Slashdot: Making Software Suck Less, Pt. IIFeb 21, 2001, 23:04 (1 Talkback[s])
"The insidious thing about Free software, the really subversive part, is that it takes so little to start writing it. Anyone with a few tools, spare time, and the wherewithall to start hacking can. Witness the long listings of low-version-number IM clients and MP3 players on software announcement sites. People like to code."
"Every new project represents a coder who wants to write free software, but chooses not to work with an existing project for whatever reason. How many more people would like to contribute but don't know where to start? Hundreds, even thousands of free software projects could use another coder, some testers, and someone -- anyone -- offering suggestions and attaboys. For each veteran programmer, battle-hardened and wizened by experience, a dozen novices spend evenings honing their skills."

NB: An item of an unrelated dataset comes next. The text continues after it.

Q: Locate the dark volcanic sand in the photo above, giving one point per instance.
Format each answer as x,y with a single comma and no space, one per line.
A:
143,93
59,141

"The obvious solution is to match availability with opportunity and enthusiasm with experience. The free software community can produce better programmers by giving new recruits mentors to emulate. It offers the possibility for programmers to learn by improving existing projects, instead of reinventing wheels. This doesn't require expert programmers. It takes people with practical experience, patience, and the willingness to invest time in another person's education."
"Though this article draws from experience with free software, there's no reason similar procedures could not succeed in commercial settings. Computer science sophmores (and higher) would benefit from internship programs organized similarly."